Le troisième aperçu concerne JPMorgan elle-même en tant qu'analyste de marché. La banque a émis un relèvement tactique pour Goldman et Morgan Stanley avec un horizon jusqu'aux résultats du 15-16 juillet. C'est une reconnaissance que la notation officielle des deux banques reste neutre, mais que le catalyseur à court terme (l'IPO de SpaceX et la volatilité) l'emporte sur les risques fondamentaux. En d'autres termes, JPMorgan dit à ses clients : « Achetez maintenant, mais ne gardez pas longtemps. » C'est un signal subtil que la plupart des investisseurs particuliers manquent.

Prévisions : 30 jours et 90 jours à venir

30 jours à venir (jusqu'à mi-juillet 2026)

Les dates clés sont le 15 juillet, lorsque Goldman Sachs publiera ses résultats du deuxième trimestre, et le 16 juillet, lorsque Morgan Stanley publiera les siens. Les attentes sont déjà intégrées : JPMorgan prévoit des résultats solides. Si les banques confirment les prévisions (ou les dépassent, comme au T1), les actions pourraient gagner encore 3 à 5 %. Si elles déçoivent — surtout Goldman dans le trading obligataire — la correction pourrait être brutale.

Risque clé : valorisations élevées. Goldman et Morgan Stanley se négocient à des P/E dans la partie supérieure de la fourchette 15-20, tandis que les concurrents européens sont à un chiffre. Tout signe de ralentissement de l'activité de trading ou de normalisation de la volatilité pourrait déclencher une réévaluation à la baisse.

90 jours (jusqu'à mi-septembre 2026)

D'ici septembre, la situation pourrait changer radicalement.
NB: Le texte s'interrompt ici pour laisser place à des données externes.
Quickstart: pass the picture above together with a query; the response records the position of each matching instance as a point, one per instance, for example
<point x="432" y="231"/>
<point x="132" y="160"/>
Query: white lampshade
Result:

Goldman Sachs a abaissé ses prévisions de prix du pétrole pour 2027 à environ 80 $ le baril, décrivant des scénarios : Brent proche de 90 $ au T4 2026, baisse à 60-70 $ en cas de faible demande, et hausse au-dessus de 110-140 $ si les perturbations dans le détroit d'Ormuz persistent. Pour les desks de trading des banques, cela signifie que la volatilité persistera — mais sa direction deviendra cruciale.

Scénario de base : le T2 sera solide, mais au T3, le ralentissement saisonnier et une possible escalade ou désescalade au Moyen-Orient créeront une nouvelle vague d'incertitude. Les actions bancaires, qui ont augmenté sur les attentes, pourraient être vulnérables à une correction de 10 à 15 % si le marché commence à intégrer un ralentissement économique américain et une baisse des volumes d'IPO.

Le principal enseignement pour les investisseurs : les records actuels reflètent une « tempête parfaite » de volatilité et de boom des émissions. Mais aucune tempête ne dure éternellement. La question n'est pas de savoir si les banques gagneront de l'argent au T2, mais ce qui se passera lorsque la volatilité s'apaisera et se normalisera.

Prévisions éditoriales

Actif : actions Goldman Sachs (GS). Direction : hausse dans les 72 prochaines heures grâce aux attentes positives avant la publication des résultats du 15 juillet. Niveau clé : une cassure au-dessus de 1 050 $ ouvre la voie vers 1 070-1 080 $. Niveau de confiance : modéré (55 %). Principaux risques : prise de bénéfices prématurée par les grands investisseurs institutionnels après le rallye du T1, et tout commentaire négatif de la Fed sur les exigences de fonds propres. Surveillez également les nouvelles concernant SpaceX — tout retard ou problème lié à l'offre pourrait affecter le sentiment.